A dishonest transport can cheat in as many flows 
as it can get away with, until sampling catches 
one of its flows, which it just terminates and 
starts another flow. E.g. a msbehaving receiver 
could understate congestion feedback to a server. 
When the receiver detects high loss, it assumes 
it is being randomly audited, so it just 
terminates that connection and opens a new one.

"Reputation whitewashing" is easy when your 
identity is as emphemeral as a flow ID and you're 
the one who controls the end with the ephemeral ports.

> >> If ConEx is a specific number carried in each packet then sparse
> >> sampling may well give you enough to be able to achieve the aims of
> >> audit.
> >
> >   Carrying what I call "congestion-expected" as a multi-bit fraction
> > is an interesting idea, in which I see potential benefits. I'd be
> > happy to discuss it, but my impression is that we're not heading in
> > that direction.
>
>That was certainly how I understood a re-ECN 
>like scheme working… Te whole core of this 
>argument (should you account for bytes or 
>packets) has always been a major bone of 
>contention between me and Bob.
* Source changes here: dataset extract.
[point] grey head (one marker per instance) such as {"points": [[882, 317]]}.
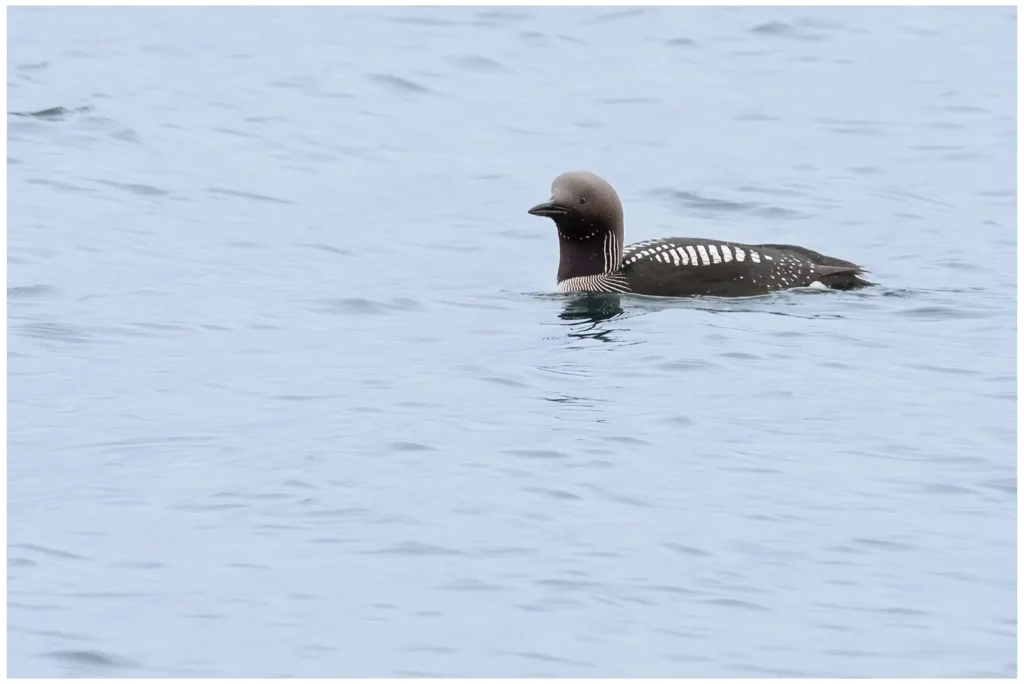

Not least because 
>it can be impossible for a sender to comply (it 
>is very easy to construct pathological sequences 
>of packets where the sender is forced to either 
>over or under declare if they are doing per-byte 
>auditing). I think this is a case where the IETF 
>view has to diverge from the researcher's view. 
>In the IETF we have to make prosaic engineering 
>decisions. Personally I would like ConEx to 
>account on a per-packet basis, BUT with an 
>allowance for it to be more accurate if an operator so wishes

[BB]: that's my position too.
Assuming "more accurate" means per-byte.

I don't think this is disagreeing with the 
wording in abstract-mech, or the proposed wording 
in the tcp mods draft. If it is, pls say how.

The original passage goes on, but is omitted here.